W4. It should be noted that the methodology substantially inherits PMIC's foundational framework, and this design choice has, to some extent, constrained the innovative demonstration of this research.

R4. Thank you for the comment. We believe that the novelty of our method is by no means limited to this single aspect. We are the first to formalize lossy communication and to propose an innovative communication-constrained prior model. Leveraging a Dual-MIE scheme, we simultaneously (1) mitigate the adverse effects of lossy messages and (2) amplify the beneficial influence of lossless messages. Both the modeling framework and the solution procedure make a substantial contribution to MARL with lossy communication research and facilitate the rapid transfer of MARL techniques to real-world applications.

Moreover, our work is not a mere duplication of PMIC. Two clarifications are in order:

(1) Problem scope. We address robust policy learning under lossy communication, whereas PMIC focuses on solving overgeneralization issues in MASs.

(2) Methodological framework. Although both approaches employ JSD and CLUB as MIE, their roles differ markedly: we measure the MI between messages and individual behaviors to control the influence of communication on policy training, while PMIC uses it to distinguish the optimal trajectories and sub-optimal ones. Consequently, our method does not require the additional dual buffer used in PMIC.

评论

Thank you for response. It has addressed most of my concerns, and I will take these clarifications into account when finalizing my rating.

评论

We are truly grateful that our response has addressed most of your concerns. We would like to once again express our gratitude to the reviewer for the time and efforts dedicated to our paper, as well as for the valuable suggestions provided on it!

Best regard,

All authors in submission27091

评论

Dear Reviewers

Thanks for participating in discussion. The author-reviewer discussion period is extended to Aug. 8, 11:59PM AoE.

If you have not yet, I kindly ask you to

  • Read the author rebuttal and other reviews.
  • Post your response to the author rebuttal as soon as possible.
  • Engage in discussion with the authors and other reviewers where necessary.

It is not permitted by the conference policy that a reviewer submits mandatory acknowledgement without a single reply sentence to author rebuttal.

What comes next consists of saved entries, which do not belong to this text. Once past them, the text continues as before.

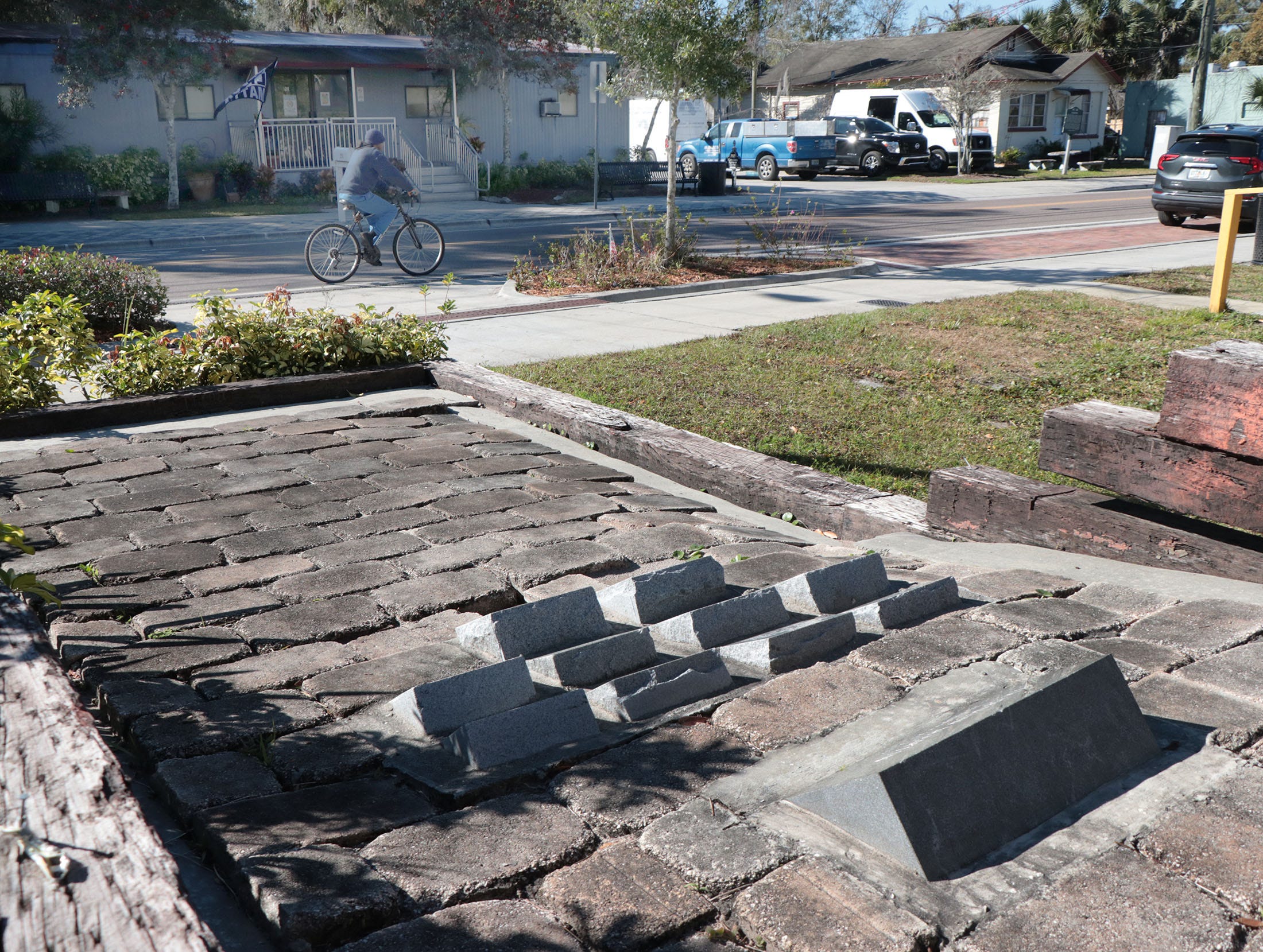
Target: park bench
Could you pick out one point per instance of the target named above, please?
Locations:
(52, 188)
(638, 174)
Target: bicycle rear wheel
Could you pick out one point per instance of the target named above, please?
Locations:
(419, 247)
(332, 254)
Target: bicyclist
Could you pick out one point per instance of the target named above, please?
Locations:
(368, 168)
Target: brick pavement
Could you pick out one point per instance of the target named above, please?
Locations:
(249, 614)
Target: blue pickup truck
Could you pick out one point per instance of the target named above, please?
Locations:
(803, 147)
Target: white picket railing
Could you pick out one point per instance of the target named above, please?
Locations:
(447, 146)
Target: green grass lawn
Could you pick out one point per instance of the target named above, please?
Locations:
(886, 397)
(1246, 282)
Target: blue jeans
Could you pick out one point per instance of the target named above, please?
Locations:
(377, 211)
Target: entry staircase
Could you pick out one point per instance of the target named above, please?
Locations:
(446, 171)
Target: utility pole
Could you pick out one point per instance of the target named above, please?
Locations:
(1202, 64)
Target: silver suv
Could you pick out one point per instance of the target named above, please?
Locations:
(1202, 166)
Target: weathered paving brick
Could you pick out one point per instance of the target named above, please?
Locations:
(223, 508)
(478, 503)
(67, 556)
(156, 564)
(491, 926)
(78, 640)
(340, 580)
(933, 648)
(459, 555)
(312, 621)
(281, 518)
(211, 779)
(657, 543)
(176, 533)
(542, 565)
(1050, 618)
(1121, 903)
(624, 790)
(128, 698)
(243, 575)
(330, 492)
(389, 522)
(565, 509)
(498, 465)
(806, 906)
(1235, 722)
(570, 470)
(247, 485)
(172, 656)
(207, 610)
(355, 686)
(276, 542)
(229, 722)
(371, 547)
(804, 704)
(125, 470)
(501, 842)
(604, 898)
(1202, 628)
(712, 848)
(323, 754)
(321, 896)
(273, 670)
(402, 498)
(315, 815)
(470, 589)
(1213, 840)
(89, 603)
(450, 531)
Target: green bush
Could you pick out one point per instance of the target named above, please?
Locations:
(45, 341)
(262, 340)
(115, 294)
(546, 173)
(142, 173)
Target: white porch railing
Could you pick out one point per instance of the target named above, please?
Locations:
(447, 146)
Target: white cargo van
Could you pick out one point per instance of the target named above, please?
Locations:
(915, 111)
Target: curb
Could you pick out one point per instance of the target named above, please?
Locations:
(863, 266)
(216, 398)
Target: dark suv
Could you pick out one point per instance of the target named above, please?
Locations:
(872, 146)
(1202, 166)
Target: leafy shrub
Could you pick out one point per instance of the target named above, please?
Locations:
(546, 173)
(114, 294)
(262, 340)
(24, 123)
(142, 173)
(45, 341)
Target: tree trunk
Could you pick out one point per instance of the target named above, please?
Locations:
(168, 95)
(503, 87)
(672, 123)
(648, 131)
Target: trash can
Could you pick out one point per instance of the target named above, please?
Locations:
(710, 177)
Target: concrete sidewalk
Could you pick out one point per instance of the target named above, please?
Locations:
(118, 236)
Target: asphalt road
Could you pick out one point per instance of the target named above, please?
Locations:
(485, 248)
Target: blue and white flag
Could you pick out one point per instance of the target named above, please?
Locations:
(253, 89)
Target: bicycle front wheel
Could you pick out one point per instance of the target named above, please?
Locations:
(332, 254)
(419, 247)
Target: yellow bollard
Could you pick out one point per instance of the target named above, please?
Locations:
(1228, 225)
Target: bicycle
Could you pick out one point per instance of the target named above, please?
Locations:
(334, 251)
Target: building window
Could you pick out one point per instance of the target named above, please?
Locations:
(191, 103)
(1027, 111)
(426, 102)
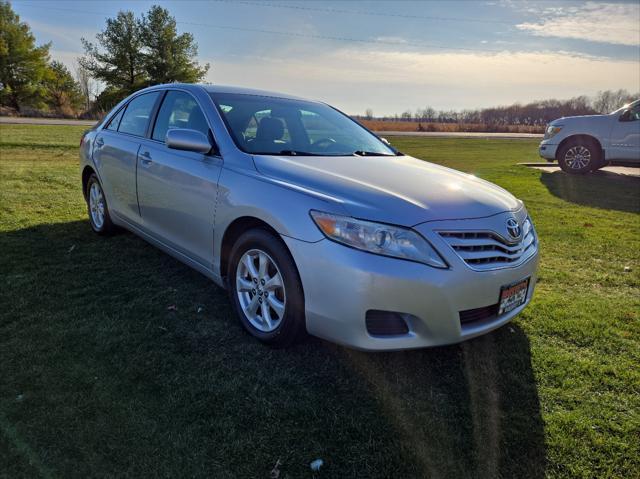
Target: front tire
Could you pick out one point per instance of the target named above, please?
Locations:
(579, 156)
(97, 208)
(265, 289)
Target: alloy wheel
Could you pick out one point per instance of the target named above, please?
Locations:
(260, 290)
(96, 205)
(577, 157)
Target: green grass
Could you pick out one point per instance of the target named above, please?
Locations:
(99, 378)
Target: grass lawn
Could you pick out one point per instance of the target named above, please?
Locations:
(99, 378)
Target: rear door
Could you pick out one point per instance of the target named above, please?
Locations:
(177, 189)
(625, 136)
(116, 151)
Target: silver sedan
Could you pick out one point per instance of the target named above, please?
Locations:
(313, 223)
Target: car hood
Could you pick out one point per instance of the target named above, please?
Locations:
(583, 119)
(400, 189)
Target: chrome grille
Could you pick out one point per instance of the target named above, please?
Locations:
(486, 250)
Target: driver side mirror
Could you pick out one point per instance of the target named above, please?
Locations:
(188, 140)
(626, 116)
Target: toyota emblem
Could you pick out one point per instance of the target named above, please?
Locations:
(513, 228)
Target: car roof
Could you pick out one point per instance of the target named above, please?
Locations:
(211, 88)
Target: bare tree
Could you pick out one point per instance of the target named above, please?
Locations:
(610, 100)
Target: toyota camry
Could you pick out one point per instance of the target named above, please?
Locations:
(312, 223)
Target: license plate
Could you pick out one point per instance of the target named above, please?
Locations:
(513, 295)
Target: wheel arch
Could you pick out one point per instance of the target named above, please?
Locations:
(87, 171)
(233, 232)
(580, 136)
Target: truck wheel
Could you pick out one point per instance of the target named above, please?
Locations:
(579, 156)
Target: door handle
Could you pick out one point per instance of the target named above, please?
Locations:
(145, 158)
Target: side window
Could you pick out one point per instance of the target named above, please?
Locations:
(115, 121)
(179, 110)
(136, 117)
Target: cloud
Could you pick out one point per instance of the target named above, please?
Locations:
(598, 22)
(392, 81)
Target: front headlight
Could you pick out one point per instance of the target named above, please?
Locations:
(551, 131)
(378, 238)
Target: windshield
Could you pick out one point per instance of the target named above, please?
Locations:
(628, 106)
(279, 126)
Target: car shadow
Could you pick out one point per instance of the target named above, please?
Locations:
(600, 189)
(138, 366)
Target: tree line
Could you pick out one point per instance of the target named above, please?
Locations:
(135, 52)
(537, 113)
(128, 54)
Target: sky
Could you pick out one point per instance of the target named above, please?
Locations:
(388, 56)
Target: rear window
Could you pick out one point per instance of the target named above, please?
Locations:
(136, 117)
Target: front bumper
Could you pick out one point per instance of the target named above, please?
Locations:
(547, 150)
(341, 284)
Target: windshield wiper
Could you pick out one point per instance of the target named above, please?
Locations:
(370, 153)
(297, 153)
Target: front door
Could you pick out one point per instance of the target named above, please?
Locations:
(177, 189)
(625, 136)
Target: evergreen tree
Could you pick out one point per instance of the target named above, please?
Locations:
(23, 65)
(169, 57)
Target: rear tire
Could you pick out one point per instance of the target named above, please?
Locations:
(580, 156)
(97, 208)
(265, 289)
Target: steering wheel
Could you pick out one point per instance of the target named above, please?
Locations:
(328, 142)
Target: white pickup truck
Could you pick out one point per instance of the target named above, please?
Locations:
(586, 143)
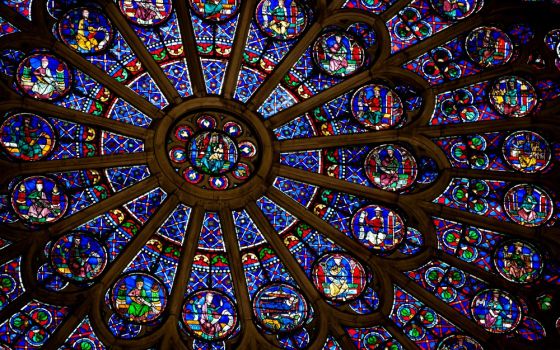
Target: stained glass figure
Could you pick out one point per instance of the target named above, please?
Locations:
(27, 137)
(489, 46)
(78, 256)
(86, 30)
(209, 315)
(518, 261)
(281, 19)
(377, 107)
(528, 205)
(339, 277)
(138, 298)
(39, 200)
(378, 228)
(280, 308)
(292, 174)
(513, 97)
(459, 342)
(455, 9)
(146, 12)
(44, 77)
(215, 10)
(527, 151)
(212, 152)
(338, 53)
(391, 167)
(496, 310)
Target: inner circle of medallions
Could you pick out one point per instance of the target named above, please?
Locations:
(220, 153)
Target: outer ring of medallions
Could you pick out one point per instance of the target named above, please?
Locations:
(172, 182)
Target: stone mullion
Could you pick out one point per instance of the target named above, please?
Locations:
(47, 166)
(71, 322)
(109, 277)
(446, 130)
(138, 241)
(12, 16)
(323, 311)
(440, 38)
(376, 195)
(321, 142)
(74, 59)
(101, 207)
(15, 305)
(321, 98)
(490, 278)
(250, 334)
(548, 180)
(318, 224)
(394, 9)
(433, 302)
(323, 18)
(183, 273)
(32, 105)
(486, 75)
(398, 334)
(141, 51)
(341, 239)
(189, 43)
(242, 32)
(264, 90)
(548, 234)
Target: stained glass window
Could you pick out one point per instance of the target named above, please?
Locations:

If you have already engaged in author-reviewer discussion, I sincerely thank you. If not, I kindly ask you to engage in discussion.

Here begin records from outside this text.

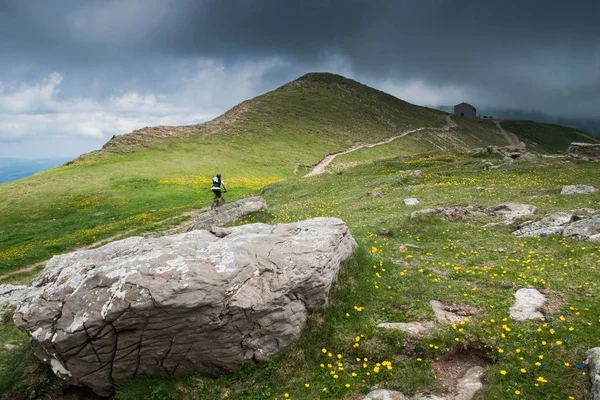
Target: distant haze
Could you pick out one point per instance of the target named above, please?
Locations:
(75, 72)
(12, 169)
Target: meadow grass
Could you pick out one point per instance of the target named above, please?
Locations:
(341, 352)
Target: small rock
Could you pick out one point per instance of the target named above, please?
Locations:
(416, 329)
(383, 394)
(592, 362)
(450, 314)
(220, 232)
(511, 211)
(583, 229)
(577, 189)
(527, 303)
(469, 384)
(375, 193)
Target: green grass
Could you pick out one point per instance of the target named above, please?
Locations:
(142, 181)
(547, 138)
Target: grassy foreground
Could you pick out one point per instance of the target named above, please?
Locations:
(342, 354)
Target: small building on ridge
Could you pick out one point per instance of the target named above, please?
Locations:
(465, 110)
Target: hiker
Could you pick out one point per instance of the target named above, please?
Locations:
(216, 188)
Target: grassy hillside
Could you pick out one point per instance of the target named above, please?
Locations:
(547, 138)
(140, 180)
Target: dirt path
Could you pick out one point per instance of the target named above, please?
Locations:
(185, 224)
(320, 167)
(511, 138)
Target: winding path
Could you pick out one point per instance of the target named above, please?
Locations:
(320, 167)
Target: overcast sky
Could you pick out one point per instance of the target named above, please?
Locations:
(75, 72)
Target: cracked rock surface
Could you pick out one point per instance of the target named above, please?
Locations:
(191, 302)
(528, 302)
(592, 362)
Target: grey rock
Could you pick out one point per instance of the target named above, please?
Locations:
(448, 213)
(192, 302)
(220, 232)
(528, 301)
(469, 384)
(375, 193)
(383, 394)
(552, 225)
(229, 212)
(511, 211)
(416, 329)
(592, 362)
(586, 150)
(577, 189)
(583, 229)
(11, 295)
(448, 315)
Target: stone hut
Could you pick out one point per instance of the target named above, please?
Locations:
(465, 110)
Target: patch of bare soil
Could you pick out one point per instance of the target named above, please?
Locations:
(452, 367)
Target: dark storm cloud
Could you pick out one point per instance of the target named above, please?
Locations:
(210, 54)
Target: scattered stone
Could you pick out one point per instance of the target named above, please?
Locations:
(179, 304)
(412, 173)
(405, 246)
(450, 314)
(527, 303)
(528, 156)
(586, 150)
(469, 384)
(511, 211)
(592, 362)
(383, 394)
(448, 213)
(577, 189)
(583, 228)
(375, 193)
(554, 224)
(229, 212)
(416, 329)
(220, 232)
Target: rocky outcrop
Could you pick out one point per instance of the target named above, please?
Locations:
(192, 302)
(229, 212)
(584, 150)
(592, 362)
(571, 225)
(528, 302)
(577, 189)
(511, 211)
(11, 295)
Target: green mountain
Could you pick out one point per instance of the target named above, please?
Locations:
(147, 180)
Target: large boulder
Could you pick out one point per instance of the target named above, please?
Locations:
(11, 295)
(585, 150)
(229, 212)
(553, 224)
(191, 302)
(577, 189)
(511, 211)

Thank you very much for your help.

Best regard,

AC

评论

Dear Reviewers

Thank you again for participating in reveiwer-author discussion.

The reviewer-author discussion is coming to an end soon. If you did not submit mandatory acknowledgement yet, please submit the ack, final score and justification by the end of the reviewer-author discussion period.

Thanks.

Area Chair

最终决定

The paper proposes a systematic training method to cope with communication loss in multi-agent reinforcement learning with communication. With the availability assumption of ideal communication at the training phase, the authors used the communication loss prediction model based on communication link modeling. Then, the authors identified correctly received messages and lost messages and generated a shaped reward for training, boosting the impact of correct message and suppressing the impact of lost messages, based on bounds on mutual information. The idea flow is natural and systematic, and the proper use of lower and upper bounds of mutual information is interesting. The proposed method shows better performance than previous message-dropout. So, AC recommends the acceptance of the paper.